Could you please suggest where to look? Thanks,
I've tried oldest available image (v93) (with run.sh from v93 tag) and
- some errors after container startup disappeared, but not all
SHA1 Fingerprint=84:18:A8:5D:10:5F:A8:F2:91:17:09:87:08:21:B4:68:9E:BC:F5:37
SHA256 Fingerprint=6B:D8:3D:16:A7:0C:6E:B9:89:ED:E8:41:14:23:8D:24:50:D1:15:A8:AE:D3:B4:A2:7E:E5:98:0C:18:1F:AC:87
[20230613-20:23:27] [INFO ] starting xrdp-sesman with pid 73
[20230613-20:23:27] [INFO ] starting xrdp with pid 74
[20230613-20:23:27] [INFO ] address [0.0.0.0] port [3389] mode 1
[20230613-20:23:27] [INFO ] listening to port 3389 on 0.0.0.0
[20230613-20:23:27] [INFO ] xrdp_listen_pp done
kmalloc-8(122801:b3c08c1f0f01fcb54c35fc900eef232a1cb52697d003cef8b934544eb56facb1): Failed to send device, ignoring: Operation not permitted
kmalloc-rcl-128(122801:b3c08c1f0f01fcb54c35fc900eef232a1cb52697d003cef8b934544eb56facb1): Failed to send device, ignoring: Operation not permitted
kmalloc-rcl-96(122801:b3c08c1f0f01fcb54c35fc900eef232a1cb52697d003cef8b934544eb56facb1): Worker [81] did not accept message, killing the worker: Operation not permitted
kmalloc-rcl-96(122801:b3c08c1f0f01fcb54c35fc900eef232a1cb52697d003cef8b934544eb56facb1): Worker [82] did not accept message, killing the worker: Operation not permitted
Worker [81] terminated by signal 9 (KILL)
Worker [82] terminated by signal 9 (KILL)

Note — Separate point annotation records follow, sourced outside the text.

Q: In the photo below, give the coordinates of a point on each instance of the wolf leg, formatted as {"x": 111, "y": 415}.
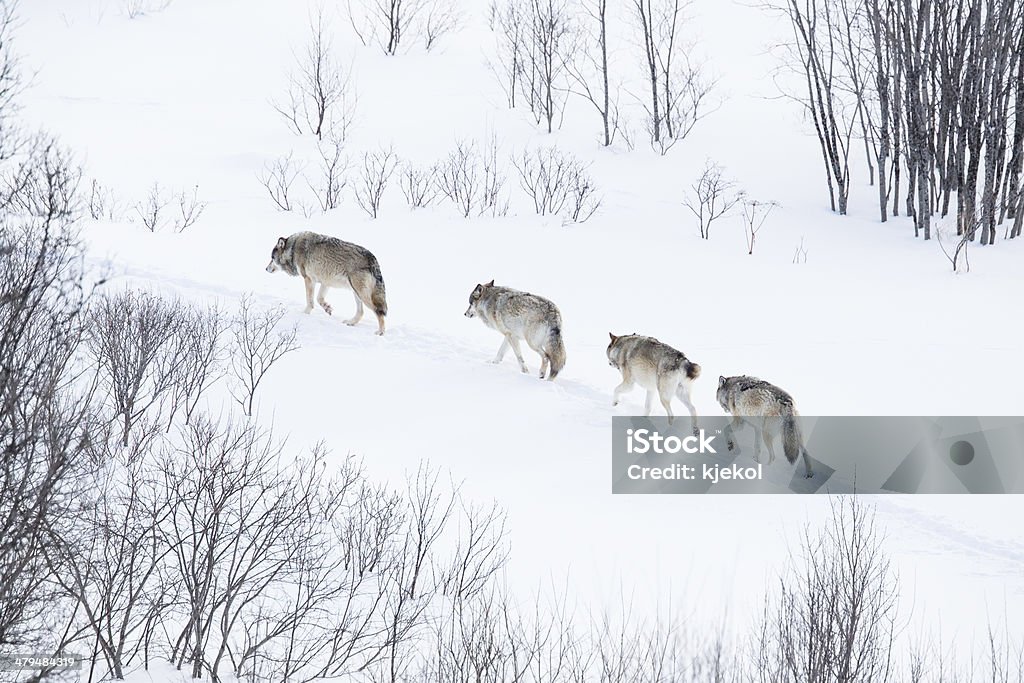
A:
{"x": 665, "y": 395}
{"x": 514, "y": 343}
{"x": 358, "y": 311}
{"x": 758, "y": 432}
{"x": 683, "y": 391}
{"x": 626, "y": 385}
{"x": 730, "y": 430}
{"x": 322, "y": 300}
{"x": 502, "y": 350}
{"x": 769, "y": 439}
{"x": 308, "y": 282}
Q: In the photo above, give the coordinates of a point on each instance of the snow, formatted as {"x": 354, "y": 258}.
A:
{"x": 872, "y": 324}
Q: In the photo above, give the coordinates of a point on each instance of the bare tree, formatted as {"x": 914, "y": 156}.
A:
{"x": 151, "y": 211}
{"x": 333, "y": 174}
{"x": 395, "y": 25}
{"x": 189, "y": 209}
{"x": 44, "y": 181}
{"x": 418, "y": 184}
{"x": 200, "y": 357}
{"x": 375, "y": 174}
{"x": 11, "y": 82}
{"x": 678, "y": 88}
{"x": 836, "y": 616}
{"x": 258, "y": 344}
{"x": 133, "y": 342}
{"x": 755, "y": 215}
{"x": 46, "y": 419}
{"x": 474, "y": 181}
{"x": 712, "y": 197}
{"x": 537, "y": 40}
{"x": 321, "y": 97}
{"x": 590, "y": 72}
{"x": 557, "y": 183}
{"x": 278, "y": 177}
{"x": 815, "y": 53}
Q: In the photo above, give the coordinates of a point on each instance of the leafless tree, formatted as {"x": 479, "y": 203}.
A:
{"x": 102, "y": 203}
{"x": 472, "y": 179}
{"x": 11, "y": 81}
{"x": 189, "y": 209}
{"x": 396, "y": 25}
{"x": 43, "y": 181}
{"x": 333, "y": 174}
{"x": 375, "y": 174}
{"x": 258, "y": 344}
{"x": 199, "y": 357}
{"x": 111, "y": 565}
{"x": 537, "y": 40}
{"x": 151, "y": 211}
{"x": 755, "y": 215}
{"x": 321, "y": 97}
{"x": 46, "y": 418}
{"x": 589, "y": 73}
{"x": 815, "y": 53}
{"x": 836, "y": 615}
{"x": 459, "y": 177}
{"x": 678, "y": 88}
{"x": 132, "y": 340}
{"x": 278, "y": 177}
{"x": 418, "y": 184}
{"x": 712, "y": 197}
{"x": 557, "y": 183}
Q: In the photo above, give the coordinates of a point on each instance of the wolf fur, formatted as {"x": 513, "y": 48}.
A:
{"x": 766, "y": 408}
{"x": 655, "y": 367}
{"x": 520, "y": 315}
{"x": 331, "y": 262}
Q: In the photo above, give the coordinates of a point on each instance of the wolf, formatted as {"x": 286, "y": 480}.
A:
{"x": 765, "y": 407}
{"x": 520, "y": 315}
{"x": 331, "y": 262}
{"x": 655, "y": 367}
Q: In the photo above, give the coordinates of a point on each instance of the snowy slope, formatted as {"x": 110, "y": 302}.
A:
{"x": 872, "y": 324}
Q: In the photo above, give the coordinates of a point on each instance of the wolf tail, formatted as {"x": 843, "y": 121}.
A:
{"x": 692, "y": 370}
{"x": 379, "y": 296}
{"x": 793, "y": 442}
{"x": 555, "y": 350}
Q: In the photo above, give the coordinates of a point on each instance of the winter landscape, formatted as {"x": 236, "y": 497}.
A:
{"x": 202, "y": 481}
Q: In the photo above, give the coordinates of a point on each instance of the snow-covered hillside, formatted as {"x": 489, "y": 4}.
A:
{"x": 871, "y": 323}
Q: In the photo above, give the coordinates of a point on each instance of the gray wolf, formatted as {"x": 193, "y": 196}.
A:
{"x": 521, "y": 315}
{"x": 331, "y": 262}
{"x": 655, "y": 367}
{"x": 766, "y": 408}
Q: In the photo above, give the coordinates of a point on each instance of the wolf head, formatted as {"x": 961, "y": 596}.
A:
{"x": 281, "y": 257}
{"x": 610, "y": 352}
{"x": 475, "y": 296}
{"x": 724, "y": 399}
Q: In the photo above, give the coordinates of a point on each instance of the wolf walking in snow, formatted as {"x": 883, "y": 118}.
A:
{"x": 656, "y": 368}
{"x": 331, "y": 262}
{"x": 766, "y": 408}
{"x": 520, "y": 315}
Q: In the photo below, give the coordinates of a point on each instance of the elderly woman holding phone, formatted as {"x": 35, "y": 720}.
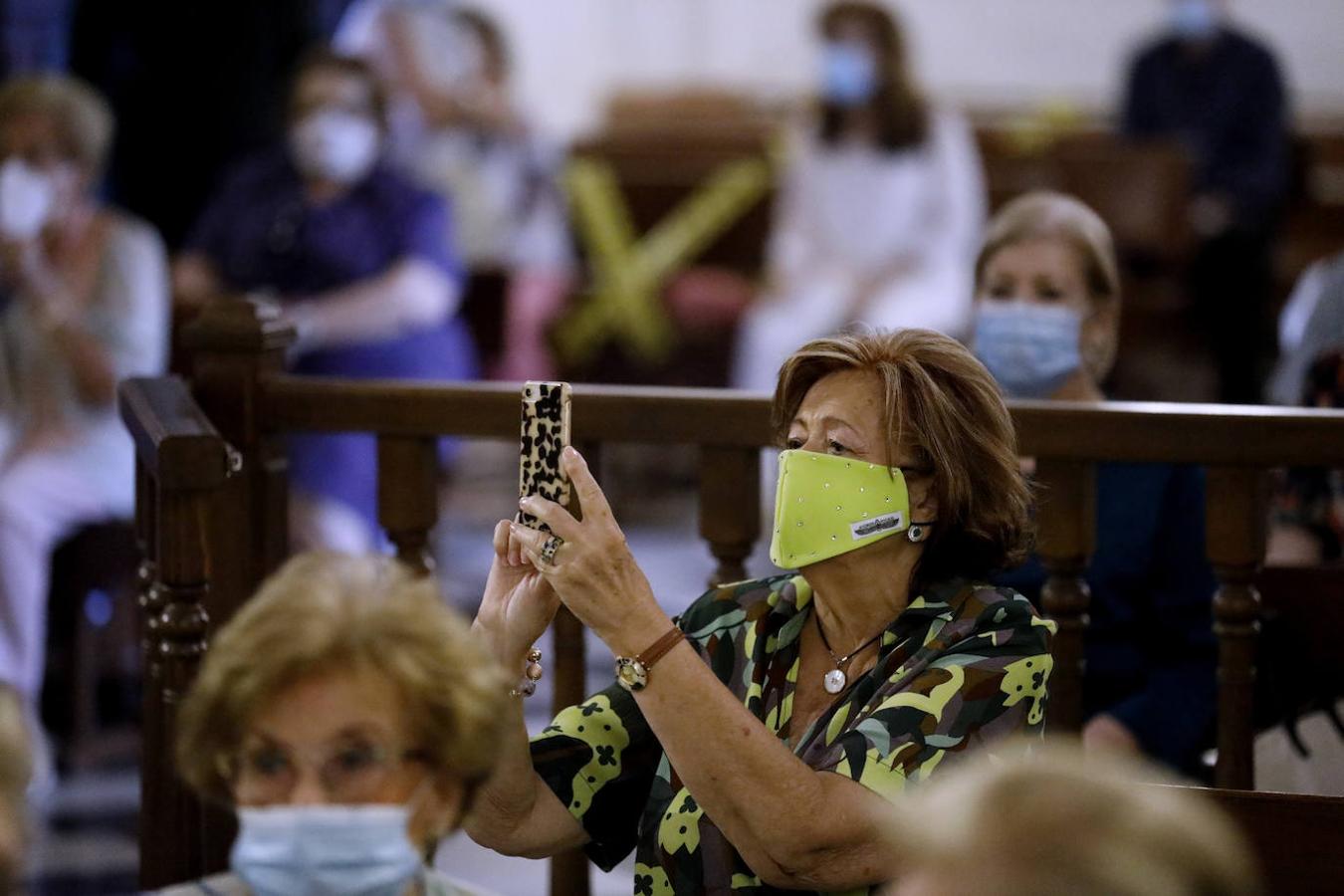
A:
{"x": 756, "y": 742}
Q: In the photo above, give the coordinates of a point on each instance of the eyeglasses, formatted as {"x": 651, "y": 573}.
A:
{"x": 352, "y": 772}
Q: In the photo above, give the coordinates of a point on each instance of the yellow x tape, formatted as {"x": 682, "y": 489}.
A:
{"x": 629, "y": 274}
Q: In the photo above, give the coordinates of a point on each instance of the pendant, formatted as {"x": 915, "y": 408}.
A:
{"x": 835, "y": 681}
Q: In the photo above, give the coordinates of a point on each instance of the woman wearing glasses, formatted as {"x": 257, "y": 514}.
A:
{"x": 346, "y": 716}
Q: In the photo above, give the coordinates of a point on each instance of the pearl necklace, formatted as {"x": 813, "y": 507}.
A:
{"x": 836, "y": 680}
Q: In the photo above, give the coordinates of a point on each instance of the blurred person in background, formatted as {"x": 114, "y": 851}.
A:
{"x": 1308, "y": 523}
{"x": 457, "y": 130}
{"x": 1055, "y": 823}
{"x": 1220, "y": 93}
{"x": 346, "y": 716}
{"x": 15, "y": 776}
{"x": 84, "y": 304}
{"x": 356, "y": 257}
{"x": 195, "y": 87}
{"x": 1047, "y": 318}
{"x": 879, "y": 210}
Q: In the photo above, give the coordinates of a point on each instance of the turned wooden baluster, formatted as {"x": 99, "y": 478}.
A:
{"x": 176, "y": 639}
{"x": 150, "y": 599}
{"x": 407, "y": 497}
{"x": 1066, "y": 508}
{"x": 1233, "y": 523}
{"x": 730, "y": 508}
{"x": 568, "y": 672}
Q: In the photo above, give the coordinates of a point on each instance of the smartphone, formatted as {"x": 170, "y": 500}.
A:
{"x": 546, "y": 433}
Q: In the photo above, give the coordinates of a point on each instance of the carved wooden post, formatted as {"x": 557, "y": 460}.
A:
{"x": 407, "y": 497}
{"x": 177, "y": 648}
{"x": 1064, "y": 526}
{"x": 570, "y": 869}
{"x": 730, "y": 508}
{"x": 150, "y": 722}
{"x": 234, "y": 344}
{"x": 1233, "y": 522}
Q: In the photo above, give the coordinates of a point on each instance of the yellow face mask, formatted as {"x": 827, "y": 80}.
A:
{"x": 826, "y": 506}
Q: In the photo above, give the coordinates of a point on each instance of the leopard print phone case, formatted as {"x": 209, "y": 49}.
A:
{"x": 546, "y": 433}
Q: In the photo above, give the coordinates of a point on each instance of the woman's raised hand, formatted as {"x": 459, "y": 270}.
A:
{"x": 519, "y": 603}
{"x": 591, "y": 568}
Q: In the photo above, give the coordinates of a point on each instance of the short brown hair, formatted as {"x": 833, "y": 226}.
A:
{"x": 83, "y": 118}
{"x": 325, "y": 611}
{"x": 323, "y": 57}
{"x": 1050, "y": 215}
{"x": 901, "y": 111}
{"x": 944, "y": 404}
{"x": 1054, "y": 822}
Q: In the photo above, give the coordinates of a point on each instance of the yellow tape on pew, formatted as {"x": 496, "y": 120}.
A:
{"x": 629, "y": 273}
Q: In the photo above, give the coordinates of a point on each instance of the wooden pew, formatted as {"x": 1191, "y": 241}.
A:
{"x": 1298, "y": 840}
{"x": 212, "y": 515}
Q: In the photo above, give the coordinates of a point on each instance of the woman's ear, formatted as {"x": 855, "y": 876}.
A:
{"x": 1099, "y": 337}
{"x": 924, "y": 500}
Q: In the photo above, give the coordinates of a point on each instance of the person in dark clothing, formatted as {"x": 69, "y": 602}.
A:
{"x": 1220, "y": 93}
{"x": 195, "y": 88}
{"x": 1047, "y": 312}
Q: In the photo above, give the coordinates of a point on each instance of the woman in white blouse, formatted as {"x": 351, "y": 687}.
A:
{"x": 84, "y": 304}
{"x": 880, "y": 206}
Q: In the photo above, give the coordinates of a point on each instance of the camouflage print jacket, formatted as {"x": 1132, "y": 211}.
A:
{"x": 961, "y": 665}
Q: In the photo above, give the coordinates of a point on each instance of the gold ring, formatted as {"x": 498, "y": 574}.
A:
{"x": 550, "y": 547}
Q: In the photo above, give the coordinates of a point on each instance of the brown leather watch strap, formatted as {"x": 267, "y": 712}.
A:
{"x": 659, "y": 648}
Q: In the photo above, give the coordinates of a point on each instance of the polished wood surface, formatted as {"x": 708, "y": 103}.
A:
{"x": 1297, "y": 838}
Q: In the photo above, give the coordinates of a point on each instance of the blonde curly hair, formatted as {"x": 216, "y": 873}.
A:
{"x": 325, "y": 611}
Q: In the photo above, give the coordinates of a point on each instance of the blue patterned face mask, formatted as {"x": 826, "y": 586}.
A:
{"x": 848, "y": 73}
{"x": 1029, "y": 348}
{"x": 326, "y": 850}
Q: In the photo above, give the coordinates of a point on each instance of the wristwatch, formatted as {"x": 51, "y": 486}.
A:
{"x": 632, "y": 673}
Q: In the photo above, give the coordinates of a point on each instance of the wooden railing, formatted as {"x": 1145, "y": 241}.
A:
{"x": 212, "y": 515}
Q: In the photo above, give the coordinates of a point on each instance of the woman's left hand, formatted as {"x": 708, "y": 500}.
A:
{"x": 593, "y": 568}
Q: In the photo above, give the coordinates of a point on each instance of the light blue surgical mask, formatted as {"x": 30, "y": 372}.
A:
{"x": 326, "y": 850}
{"x": 1029, "y": 348}
{"x": 848, "y": 73}
{"x": 1194, "y": 19}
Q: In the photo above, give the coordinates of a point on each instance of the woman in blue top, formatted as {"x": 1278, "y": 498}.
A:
{"x": 356, "y": 258}
{"x": 1047, "y": 316}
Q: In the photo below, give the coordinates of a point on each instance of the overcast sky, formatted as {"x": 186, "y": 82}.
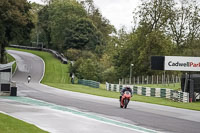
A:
{"x": 119, "y": 12}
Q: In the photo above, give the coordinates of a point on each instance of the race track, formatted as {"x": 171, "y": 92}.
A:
{"x": 105, "y": 113}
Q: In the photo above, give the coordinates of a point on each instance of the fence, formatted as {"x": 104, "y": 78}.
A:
{"x": 90, "y": 83}
{"x": 154, "y": 92}
{"x": 153, "y": 79}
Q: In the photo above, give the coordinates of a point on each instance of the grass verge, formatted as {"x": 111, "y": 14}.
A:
{"x": 101, "y": 91}
{"x": 176, "y": 86}
{"x": 9, "y": 124}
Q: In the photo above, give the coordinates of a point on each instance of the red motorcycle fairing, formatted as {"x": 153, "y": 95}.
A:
{"x": 125, "y": 99}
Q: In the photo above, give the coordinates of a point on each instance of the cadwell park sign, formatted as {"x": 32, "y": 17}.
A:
{"x": 180, "y": 63}
{"x": 189, "y": 82}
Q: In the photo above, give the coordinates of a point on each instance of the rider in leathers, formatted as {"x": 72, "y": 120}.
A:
{"x": 125, "y": 89}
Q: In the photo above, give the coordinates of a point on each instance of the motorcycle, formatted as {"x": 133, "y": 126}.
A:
{"x": 125, "y": 99}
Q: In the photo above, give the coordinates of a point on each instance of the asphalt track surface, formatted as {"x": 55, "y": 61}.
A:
{"x": 149, "y": 116}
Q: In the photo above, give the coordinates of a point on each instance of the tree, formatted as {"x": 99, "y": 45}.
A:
{"x": 83, "y": 36}
{"x": 15, "y": 22}
{"x": 184, "y": 24}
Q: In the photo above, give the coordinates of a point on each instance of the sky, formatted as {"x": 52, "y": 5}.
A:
{"x": 119, "y": 12}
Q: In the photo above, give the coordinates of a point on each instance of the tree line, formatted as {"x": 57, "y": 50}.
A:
{"x": 99, "y": 52}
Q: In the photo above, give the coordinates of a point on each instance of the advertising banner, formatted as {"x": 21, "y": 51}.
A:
{"x": 180, "y": 63}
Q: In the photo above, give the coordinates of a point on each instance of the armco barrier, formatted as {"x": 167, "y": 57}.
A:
{"x": 174, "y": 95}
{"x": 55, "y": 53}
{"x": 90, "y": 83}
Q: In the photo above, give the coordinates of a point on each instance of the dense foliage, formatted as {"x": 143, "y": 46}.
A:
{"x": 15, "y": 23}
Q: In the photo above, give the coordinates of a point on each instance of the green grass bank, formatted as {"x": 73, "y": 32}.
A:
{"x": 9, "y": 124}
{"x": 62, "y": 82}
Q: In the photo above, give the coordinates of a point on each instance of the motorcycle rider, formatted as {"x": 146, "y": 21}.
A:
{"x": 123, "y": 90}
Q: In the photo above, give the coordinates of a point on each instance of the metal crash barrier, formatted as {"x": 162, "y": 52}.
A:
{"x": 7, "y": 87}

kmalloc-rcl-96(122801:b3c08c1f0f01fcb54c35fc900eef232a1cb52697d003cef8b934544eb56facb1): Failed to send device, ignoring: Operation not permitted
- I can connect to desktop, but VirtualGL doesn't recognize GPU. From what I briefly see, your approach to GPU is more general than NVIDIA Container Toolkit, e.g. you manually install drivers and connect devices. I wonder if run.sh support NVIDIA out-of-the-box or I should modify it (e.g. add --gpus all, etc.)
BTW I hope I will succeed in make it work, because I've read previous "success story" for NVIDIA GPU (vide https://github.com/hectorm/docker-xubuntu/issues/7#issuecomment-841833211). Unfortunately that was before v93 tag, but I guess I can build the image by myself. Still, hope for some valuable insight
I went back to v69, added parameters required by Nvidia Container Toolkit to run.sh and it works! Now I'll try to narrow down what works and what causes troubles
Thanks for your testing, unfortunately I don't have an NVIDIA card anymore and every time I need to do some testing I have to rent a server.
If you find the cause I would appreciate it if you could update the thread, otherwise I will try to find time later to do my own tests.